Ich vermute, daß der Grund ein __ Reiher ist, der seit einiger Zeit in unserer Gegend die Teiche von den Dächern aus die Teiche beobachtet und warscheinlich auch besucht. Die Fische erkennen die Gefahr und bleiben somit am Tage in Ihrem Versteck.
Kann das sein oder hat jemend eine andere Erklärung? Es wäre nett wenn ich einige Antworten bekäme.


----------



## Goldkäferchen (19. Aug. 2013)

*AW: Fische nur noch nachts zu sehen*

Hallo,
Die gleiche Erfahrung habe ich vor einigen Tagen auch gemacht. Habe den __ Reiher auf dem Dach des Nachbarhauses gesehen :shock
Am nächsten Tag hat sich kein Fisch blicken lassen. Alle waren am Grund wie versteinert. Nach ca 2-3 Tagen kamen sie wieder nach oben, munter wie immer und haben auch schön gefressen. Den Reiher hab' ich nicht mehr gesehen.:beten
Meint ihr, wenn man eine Attrappe am Teichrand  aufstellt, das hilft? Wahrscheinlich lachrt er sich halbtot darüber, oder? Hat jemand Erfahrung damit ?
LG
Goldkäferchen


----------



## dragsterrobby (19. Aug. 2013)

*AW: Fische nur noch nachts zu sehen*

Moin, 
Attrappe bringt nix, auch dann nicht wenn du sie jeden Tag anders platzierst!


----------



## fiseloer (19. Aug. 2013)

*AW: Fische nur noch nachts zu sehen*

Hallo,

hier https://www.hobby-gartenteich.de/xf/threads/12903 erfährst Du alles über __ Reiher und deren Abschreckung.

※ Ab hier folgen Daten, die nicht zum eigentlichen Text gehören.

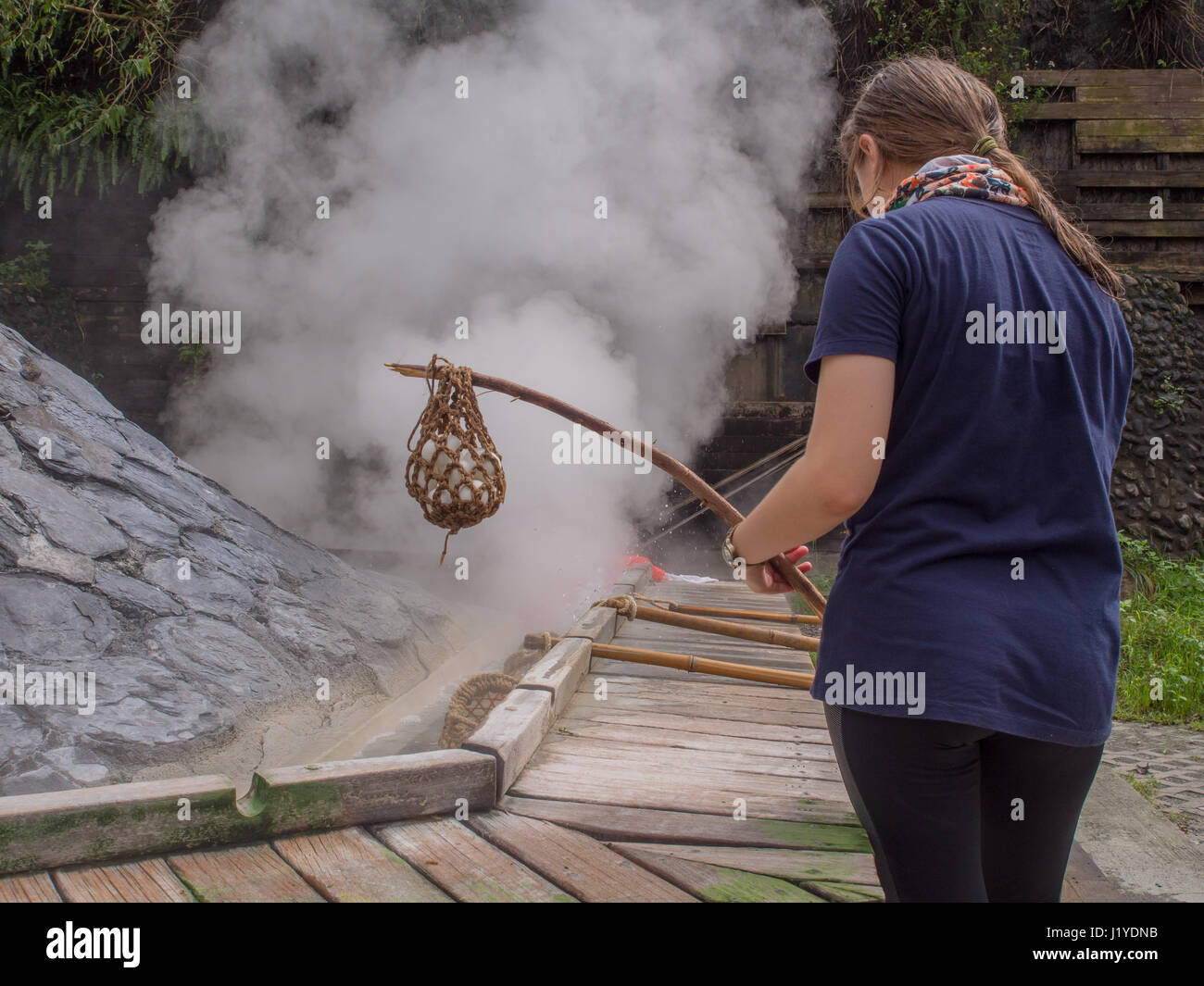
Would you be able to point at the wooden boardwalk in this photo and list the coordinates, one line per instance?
(594, 780)
(649, 784)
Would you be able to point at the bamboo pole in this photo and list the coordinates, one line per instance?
(735, 614)
(665, 658)
(633, 609)
(705, 492)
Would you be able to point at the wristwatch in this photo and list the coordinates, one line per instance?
(730, 555)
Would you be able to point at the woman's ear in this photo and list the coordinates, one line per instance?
(870, 148)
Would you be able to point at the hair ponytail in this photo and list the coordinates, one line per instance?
(919, 108)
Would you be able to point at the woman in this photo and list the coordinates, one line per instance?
(975, 371)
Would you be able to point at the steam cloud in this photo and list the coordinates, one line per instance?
(483, 207)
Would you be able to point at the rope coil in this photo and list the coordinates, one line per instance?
(470, 704)
(454, 471)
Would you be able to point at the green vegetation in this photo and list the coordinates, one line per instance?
(1162, 638)
(77, 84)
(1168, 399)
(29, 268)
(983, 36)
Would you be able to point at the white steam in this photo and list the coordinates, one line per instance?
(484, 207)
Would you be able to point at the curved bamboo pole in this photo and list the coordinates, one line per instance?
(691, 481)
(667, 658)
(633, 610)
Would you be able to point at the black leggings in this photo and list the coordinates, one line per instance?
(959, 813)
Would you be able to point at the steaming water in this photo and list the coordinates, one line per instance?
(485, 208)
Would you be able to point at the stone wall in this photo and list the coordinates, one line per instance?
(1162, 500)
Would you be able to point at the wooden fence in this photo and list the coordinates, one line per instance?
(1107, 141)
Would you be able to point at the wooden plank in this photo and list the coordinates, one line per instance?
(721, 885)
(1174, 93)
(1139, 136)
(149, 881)
(95, 825)
(558, 672)
(637, 755)
(618, 824)
(244, 874)
(786, 864)
(1115, 109)
(1114, 79)
(684, 741)
(619, 702)
(1132, 179)
(1160, 228)
(349, 866)
(634, 791)
(1178, 267)
(847, 893)
(694, 772)
(28, 889)
(709, 793)
(470, 868)
(512, 732)
(572, 860)
(729, 728)
(341, 793)
(1173, 212)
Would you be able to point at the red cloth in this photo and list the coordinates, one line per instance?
(658, 573)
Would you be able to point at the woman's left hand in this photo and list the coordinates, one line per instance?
(763, 578)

Aus eigener Erfahrung kann ich nur sagen, Reiher können sowohl vom Teichrand angeln als auch im Flachwasser stehen. Außerdem sind sie in der Lage direkt im Teich zu landen, sich einen Fisch zu schnappen und wieder durchzustarten. Das bedeutet, Du musst den Teich auch nach oben schützen.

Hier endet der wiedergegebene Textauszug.